23. For different views
about the date of Clara (which is normally placed at
1810) and about its relation to the Ages, see
Steinkamp's Introduction (x-xvii). The entire text, which
is in dialogue form, can be read as an example of the
mesmeric dialogue outlined in the Introduction to
Ages.
24. "Counterprojection"
is Jason Wirth's translation: "Gegenwurf is an
obscure and extremely difficult word to render. The general
sense is that each order knows itself in contradistinction
to what it is not. It sees itself only through having lost
or betrayed itself such that the other half mirrors the
other back to itself. One discerns one's ownmost through
the foreign" (W3 143n).
25. The socially
subversive effects of Mesmerism, which culminated in the
establishment of a commission to investigate it, are
described by Darnton. On the other hand, its place in the
prehistory of psychoanalysis (or psychiatry) is taken up by
Ellenberger. What Faflak does by taking it up in both these
registers is to emphasize its socially disruptive
potential, but to give that disruptiveness a long-term
cognitive weight by developing mesmerism towards its future
in psychoanalysis. See Faflak, Romantic
Psychoanalysis (50-55) and "Philosophy's Debatable Land
in Coleridge's Biographia Literaria" (136-43).
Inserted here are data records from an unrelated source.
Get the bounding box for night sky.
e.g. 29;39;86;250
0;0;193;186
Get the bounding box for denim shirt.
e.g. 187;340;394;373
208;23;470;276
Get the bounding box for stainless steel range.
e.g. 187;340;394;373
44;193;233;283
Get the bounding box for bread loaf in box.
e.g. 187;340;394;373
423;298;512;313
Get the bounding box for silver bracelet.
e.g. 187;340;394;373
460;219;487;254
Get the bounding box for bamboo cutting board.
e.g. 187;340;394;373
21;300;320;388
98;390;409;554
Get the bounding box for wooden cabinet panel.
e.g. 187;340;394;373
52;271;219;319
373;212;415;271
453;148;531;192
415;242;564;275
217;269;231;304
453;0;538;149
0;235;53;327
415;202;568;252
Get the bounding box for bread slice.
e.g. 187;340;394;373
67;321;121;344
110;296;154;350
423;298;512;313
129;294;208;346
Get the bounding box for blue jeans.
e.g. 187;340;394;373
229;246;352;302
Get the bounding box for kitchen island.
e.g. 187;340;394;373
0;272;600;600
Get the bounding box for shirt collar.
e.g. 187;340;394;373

Psychoanalysis, in other words, suggests the serious
cultural and personal work for which the pseudoscience of
Mesmerism prepares a space, while Mesmerism is the scene of
a schizoanalytic potential in psychoanalysis (to evoke
Deleuze and Guattari) that Freud seeks to contain. In its
cultural effects, and also in its deployment by Schelling
(who introduces something quite volatile into the
Ages under the idealistic cover of the harmonization
of the individual with the rhythms of the universal fluid),
Mesmerism therefore functions as what Derrida calls a
"hinge" that simultaneously closes down and opens up
radical possibilities (Resistances 78-84).
26. The equivalent
passage in W2 emphasizes positing, and does not mention the
alternating advancing and retreating movement: "true
progress [Fortschreiten], which is equivalent to an
elevation [Erhebung], takes place only when
something is posited permanently and immutably and becomes
the ground of elevation and progression" (W2 135;
135)
27. Fascism has of
course fascinated French intellectuals of the twentieth
century. In "The Psychological Structure of Fascism,"
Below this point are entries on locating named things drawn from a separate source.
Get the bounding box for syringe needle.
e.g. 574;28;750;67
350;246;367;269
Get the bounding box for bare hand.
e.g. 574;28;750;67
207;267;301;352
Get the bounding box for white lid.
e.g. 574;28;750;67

Bataille opposes fascism to monarchy and the state, even
though both are authoritarian forms, on the grounds of a
homogenizing force in the former which can be contrasted
with the heterogeneity and disruptive force of a fascist
authority that is not grounded in tradition or inheritance,
and that is therefore profoundly unsettled and
unsettling.
28. I explore these
possibilities in "Spirit's Psychoanalysis" and in "F.W.J.
Schelling."
29. Such a reading could
be described as "Žižekian," in the way it builds
on Žižek's reading of Schelling as the "vanishing
mediator" between absolute idealism and psychoanalysis. A
theory of history is at the core of absolute
idealism—something completely neglected in the
readings of Schelling provided by Heidegger and Nancy.
However Žižek himself reads Schelling only
psychoanalytically, rather than extrapolating a theory of
history and politics from Ages, which, however, one
can find in his own work as read through Schelling.